The government shutdown is holding health care hostage 

The purpose of health insurance is to help families, not threaten them. Yet, when big insurers, or their lobby in Washington, don’t get the policy results they want, they turn to the same lever: higher premiums.

He doesn’t care. That’s pressure – and patients feel it first.

We have seen this before also. In October 2017, the administration cut off Cost-Sharing Deduction Payments. Carriers responded by “silver-loading” the following year, accumulating the missing dollars. silver plansAnd as analysts had warned, premiums soared. Kaiser Family Foundation Document the change; The Congressional Budget Office said the payments will end Increase silver premium by about 20 percent In 2018, federal costs are rising through larger tax credits.

now look what’s happening Proposed For next year. For 2026, Marketplace filings show the largest proposed increases since that shock — an average of 18 percent, with carriers citing hospital prices, utilization, costlier GLP-1s and the risk of enhanced Affordable Care Act tax credits expiring. Both Kaiser and health system trackers flag the subsidy question in their filings, and national outlets link to the same credits The current budget impasse in Washington,

Rates aren’t magic – they’re math. In a functioning market, you start with recent claims and unit prices, then move forward. we also made railing, With prior review of major hikes and medical loss ratioThat says plans must spend 80 to 85 percent of premiums on care or pay deductibles. But those tools only work when they are implemented and visible.

Visibility is the problem. Public actuarial memos are frequently revised; Key tables are blacked out as “trade secrets”. Regulators can see the big picture, but families and journalists usually don’t. If a carrier says “costs went up,” the public can’t simply repeat the math based on what Posted,

To be fair, hospital prices are high in many markets. Some medicines are very expensive. The salaries of health workers have increased. Those forces are bound to show up in mathematics. But if a company wants double-digit growth, it must show clear evidence publicly of how much comes from higher costs, how much from higher utilization, how much from last year’s missed forecasts and how much from policy changes, such as expiring subsidies. If you can’t show it, you shouldn’t charge for it.

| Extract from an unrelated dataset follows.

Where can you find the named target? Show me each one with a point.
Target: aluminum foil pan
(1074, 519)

Insurers want to answer that the medical loss ratio prevents injury because most premium dollars have to fund care. But if premiums go up, 80 to 85 percent of the big number is still big. Total dollars increase, and allowed administrative costs and the share of profit increase in absolute terms.

The worst move is the one we keep seeing clearly: Increase subsidies to keep premiums from rising. This will only divert attention from the real drivers of costs and turn public fear into a lobbying tactic. For now, that strategy is at the center of Washington’s spending standoff, Democrats accused of shutdown Demand to extend increased Obamacare subsidies.

What should bother everyone is that the shutdown is being led in the same Senate chamber that has never voted on a major bipartisan price-transparency bill that has previously passed the House. Lower Costs, More Transparency Act cleaned the house320 to 71 on December 11, 2023, but the 118th Congress ended without Senate deliberations. If the Senate can block government subsidies, surely it can give it an hour to vote on letting patients see prices.

Using shutdowns as leverage to subsidize while eliminating price transparency is backwards. It helps lobbyists, not families.

There is a better way that puts people first. If an insurer asks regulators for a big premium increase, it should show its work publicly, with the numbers accompanied by plain English explanations, not a redacted PDF.

If a plan depends on federal subsidies, it must file two rates – one with the subsidy, one without – and publish both side by side so everyone can see who is loading what and how much. Big assumptions about prices should come with independent scrutiny, especially for hospital contracts and high-cost drugs. And when a company blames “volatility,” the increase in filings should be based on actual recent claims, not vague warnings.

None of this is to deny that health care can be expensive. But premiums should increase for clear, proven reasons – not as a trade-off. If Washington wants stability, it should not write blank checks. should fund it Transparency and enforcementSo that everyone can see the math and trust the results.

Families care about one thing most: the amount they pay every month. When these numbers increase, they deserve an honest explanation based on real history, not a threat based on politics. Insurance should aggregate risk, not power. Spread the light, show the work and restore trust.

David Balat is the CEO of The Direct Care Alliance.